Basically, the error signal increases if the confidence level from the correct class is close to 0 and decreases if the confidence approaches 1.

These previous equations consider only a single input sample. However the final loss is the average over the batch samples, given by:

$$ L = \sum_{i=1}^{N} \frac{H_{i}}{N} = -\frac{1}{N} \sum_{i=1}^{N} \sum_{j=1}^{M} p_{i,j}.log(q_{i,j}) $$

Where N is the number of samples and M the number of classes.

Backpropagation gradients

The softmax gradients used to train a network are computed with the previous equation.
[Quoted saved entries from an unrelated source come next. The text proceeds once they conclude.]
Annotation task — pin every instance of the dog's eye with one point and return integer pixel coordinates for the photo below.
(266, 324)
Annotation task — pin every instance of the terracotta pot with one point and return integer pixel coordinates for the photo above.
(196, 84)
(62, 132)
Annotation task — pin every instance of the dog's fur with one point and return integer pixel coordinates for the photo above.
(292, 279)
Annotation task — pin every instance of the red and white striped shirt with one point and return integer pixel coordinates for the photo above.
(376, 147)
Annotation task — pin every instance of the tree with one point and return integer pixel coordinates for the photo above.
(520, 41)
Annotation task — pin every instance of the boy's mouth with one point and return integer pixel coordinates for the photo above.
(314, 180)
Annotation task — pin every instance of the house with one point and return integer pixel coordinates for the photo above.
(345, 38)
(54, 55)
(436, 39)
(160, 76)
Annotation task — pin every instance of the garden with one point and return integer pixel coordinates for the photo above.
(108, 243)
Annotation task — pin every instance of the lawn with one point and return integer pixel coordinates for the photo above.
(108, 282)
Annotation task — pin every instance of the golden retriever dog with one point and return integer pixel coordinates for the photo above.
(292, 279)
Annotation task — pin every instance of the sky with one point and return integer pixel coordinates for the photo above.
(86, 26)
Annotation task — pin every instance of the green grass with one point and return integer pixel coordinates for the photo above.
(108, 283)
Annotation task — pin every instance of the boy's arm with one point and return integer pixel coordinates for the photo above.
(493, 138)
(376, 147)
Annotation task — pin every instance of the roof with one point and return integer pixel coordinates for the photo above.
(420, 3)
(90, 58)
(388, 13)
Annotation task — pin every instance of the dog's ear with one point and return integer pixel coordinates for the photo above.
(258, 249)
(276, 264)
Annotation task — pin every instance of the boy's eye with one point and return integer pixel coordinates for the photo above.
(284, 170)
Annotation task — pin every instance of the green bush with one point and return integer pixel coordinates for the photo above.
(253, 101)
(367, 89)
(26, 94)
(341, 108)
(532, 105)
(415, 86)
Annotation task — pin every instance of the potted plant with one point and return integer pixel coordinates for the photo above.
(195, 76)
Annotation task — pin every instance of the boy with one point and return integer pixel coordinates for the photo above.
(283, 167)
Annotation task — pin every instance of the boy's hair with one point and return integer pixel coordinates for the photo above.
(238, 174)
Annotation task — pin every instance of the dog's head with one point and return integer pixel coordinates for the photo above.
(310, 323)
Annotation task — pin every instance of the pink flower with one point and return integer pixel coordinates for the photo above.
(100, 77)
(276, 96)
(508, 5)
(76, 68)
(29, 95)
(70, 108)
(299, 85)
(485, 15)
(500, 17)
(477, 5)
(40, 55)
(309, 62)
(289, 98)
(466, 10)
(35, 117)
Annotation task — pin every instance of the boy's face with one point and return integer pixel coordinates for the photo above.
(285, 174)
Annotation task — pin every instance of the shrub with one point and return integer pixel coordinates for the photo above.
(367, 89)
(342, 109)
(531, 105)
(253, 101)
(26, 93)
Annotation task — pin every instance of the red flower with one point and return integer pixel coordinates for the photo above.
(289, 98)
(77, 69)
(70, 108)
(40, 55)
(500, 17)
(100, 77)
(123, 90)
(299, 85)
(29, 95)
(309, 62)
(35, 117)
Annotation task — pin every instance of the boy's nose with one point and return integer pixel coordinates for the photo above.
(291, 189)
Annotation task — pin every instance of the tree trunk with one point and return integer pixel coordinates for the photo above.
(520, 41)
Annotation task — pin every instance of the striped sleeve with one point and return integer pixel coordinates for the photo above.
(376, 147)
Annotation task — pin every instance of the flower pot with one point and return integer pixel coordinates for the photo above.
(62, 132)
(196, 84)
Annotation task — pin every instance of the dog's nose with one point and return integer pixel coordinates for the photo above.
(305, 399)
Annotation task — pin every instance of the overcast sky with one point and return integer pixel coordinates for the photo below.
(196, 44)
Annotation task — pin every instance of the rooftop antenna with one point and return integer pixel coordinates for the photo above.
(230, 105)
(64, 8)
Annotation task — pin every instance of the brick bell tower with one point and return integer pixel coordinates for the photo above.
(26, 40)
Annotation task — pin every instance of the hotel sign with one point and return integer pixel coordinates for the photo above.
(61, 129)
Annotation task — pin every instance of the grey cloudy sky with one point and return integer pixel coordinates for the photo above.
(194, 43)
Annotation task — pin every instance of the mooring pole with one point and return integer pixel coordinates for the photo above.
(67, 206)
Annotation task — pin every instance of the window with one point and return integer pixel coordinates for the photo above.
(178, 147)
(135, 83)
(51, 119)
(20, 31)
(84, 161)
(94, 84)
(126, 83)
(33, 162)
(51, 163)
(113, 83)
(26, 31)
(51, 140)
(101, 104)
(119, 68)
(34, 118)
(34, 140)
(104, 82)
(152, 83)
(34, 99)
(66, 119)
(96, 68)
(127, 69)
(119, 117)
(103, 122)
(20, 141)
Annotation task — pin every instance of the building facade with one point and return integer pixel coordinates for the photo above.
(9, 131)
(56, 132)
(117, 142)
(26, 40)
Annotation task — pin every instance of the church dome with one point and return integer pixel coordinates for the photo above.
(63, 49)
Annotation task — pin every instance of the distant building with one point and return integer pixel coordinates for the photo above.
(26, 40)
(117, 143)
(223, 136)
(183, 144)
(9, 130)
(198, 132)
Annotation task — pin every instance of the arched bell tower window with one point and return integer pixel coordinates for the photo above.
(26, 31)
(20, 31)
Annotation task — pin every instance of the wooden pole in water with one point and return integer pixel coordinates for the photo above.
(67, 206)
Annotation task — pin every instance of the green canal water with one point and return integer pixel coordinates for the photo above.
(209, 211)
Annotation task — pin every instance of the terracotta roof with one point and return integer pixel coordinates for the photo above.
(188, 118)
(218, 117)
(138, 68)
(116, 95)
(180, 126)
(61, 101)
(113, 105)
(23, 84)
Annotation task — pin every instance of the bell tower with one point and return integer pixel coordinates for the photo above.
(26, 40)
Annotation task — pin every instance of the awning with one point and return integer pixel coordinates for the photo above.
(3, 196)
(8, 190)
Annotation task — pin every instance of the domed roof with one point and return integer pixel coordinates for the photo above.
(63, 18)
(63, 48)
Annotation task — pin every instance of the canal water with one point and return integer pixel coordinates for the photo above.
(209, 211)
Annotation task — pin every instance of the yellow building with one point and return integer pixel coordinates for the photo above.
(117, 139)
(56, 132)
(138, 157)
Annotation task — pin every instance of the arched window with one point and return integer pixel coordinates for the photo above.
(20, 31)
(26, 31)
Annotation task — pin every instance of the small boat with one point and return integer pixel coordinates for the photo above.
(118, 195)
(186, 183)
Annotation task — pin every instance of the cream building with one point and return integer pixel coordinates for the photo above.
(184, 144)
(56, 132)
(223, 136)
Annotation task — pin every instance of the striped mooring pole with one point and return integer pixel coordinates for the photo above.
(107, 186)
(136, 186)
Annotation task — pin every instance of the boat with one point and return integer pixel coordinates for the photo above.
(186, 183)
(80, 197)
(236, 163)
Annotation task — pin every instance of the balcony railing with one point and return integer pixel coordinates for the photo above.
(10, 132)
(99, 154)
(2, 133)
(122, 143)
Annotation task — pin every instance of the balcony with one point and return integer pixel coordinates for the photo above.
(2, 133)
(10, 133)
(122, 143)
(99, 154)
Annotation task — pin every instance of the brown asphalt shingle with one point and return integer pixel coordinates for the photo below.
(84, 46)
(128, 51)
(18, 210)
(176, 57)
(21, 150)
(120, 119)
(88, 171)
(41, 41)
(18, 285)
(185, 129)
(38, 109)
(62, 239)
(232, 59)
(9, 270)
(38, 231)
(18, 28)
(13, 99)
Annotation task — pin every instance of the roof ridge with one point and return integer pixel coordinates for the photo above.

With the chain rule we can decompose the derivative in 2 parts: the cross-entropy derivative and the softmax derivative.

$$ \frac{∂L}{∂x} = - \frac{1}{N} \sum_{i=1}^{N} \sum_{j=1}^{M} \frac{∂}{∂q}( p_{i,j}.log(q_{i,j}) ) \frac{∂q_{i,j}}{∂x} $$

The labels $p_{i,j}$ are constants to the input $x$ but the confidence values $q_{i,j}$ depend on $x$. Therefore, for the cross-entropy derivative we have:

$$ \frac{∂}{∂q}( p_{i,j}.log(q_{i,j}) ) = p_{i,j} . \frac{1}{ln(10).q_{i,j}}\\ $$

To calculate the softmax derivative we use the quotient rule and we get:

$$ \frac{∂q_{i,j}}{∂x_{k}} = q_{i,j}(\delta_{i,j,k} - q_{i,j}) \\ $$ \begin{cases} j \equiv k &\rightarrow \delta=1 \\ j \neq k &\rightarrow \delta=0 \end{cases}

The softmax derivative depends on the input scores $x_{k}$. When j and k are equal they represent the same class and the derivative becomes $ q_{i,j}(1 - q_{i,j}) $. When they are different, the derivative becomes $ - q_{i,j} . q_{i,j} $

Replacing the partial derivatives in the gradient equation we get:

\begin{align} \frac{∂L}{∂x_{k}} &= - \frac{1}{N} \sum_{i=1}^{N} \sum_{j=1}^{M} \frac{∂}{∂q}( p_{i,j}.log(q_{i,j}) ) \frac{∂q_{i,j}}{∂x} \\ &= - \frac{1}{N} \sum_{i=1}^{N} \sum_{j=1}^{M} p_{i,j} . \frac{1}{ln(10) . q_{i,j}} . q_{i,j} . (\delta_{i,j,k} - q_{i,j}) \\ &= - \frac{1}{N . ln(10)} \sum_{i=1}^{N} \sum_{j=1}^{M} p_{i,j} . (\delta_{i,j,k} - q_{i,j}) \end{align} \begin{cases} k \equiv j &\rightarrow \delta=1 \\ k \neq j &\rightarrow \delta=0 \end{cases}

We can simplify this equation a little bit more.
When using one hot encoding, only the correct class from the labels vector $p_{i,j}$ is equal to 1, all the other values are 0. Therefore, the summation over the M confidences have only one non-zero value and the summation can be removed from the equation.

\begin{align} \frac{∂L}{∂x_{k}} &= - \frac{1}{N . ln(10)} \sum_{i=1}^{N} (\delta_{i,c,k} - q_{i,c}) \end{align} \begin{cases} k \equiv c &\rightarrow \delta=1 \\ k \neq c &\rightarrow \delta=0 \end{cases}

In this equation, c represents the correct class (or index) from a sample i.

A python script with examples can be found at: repository.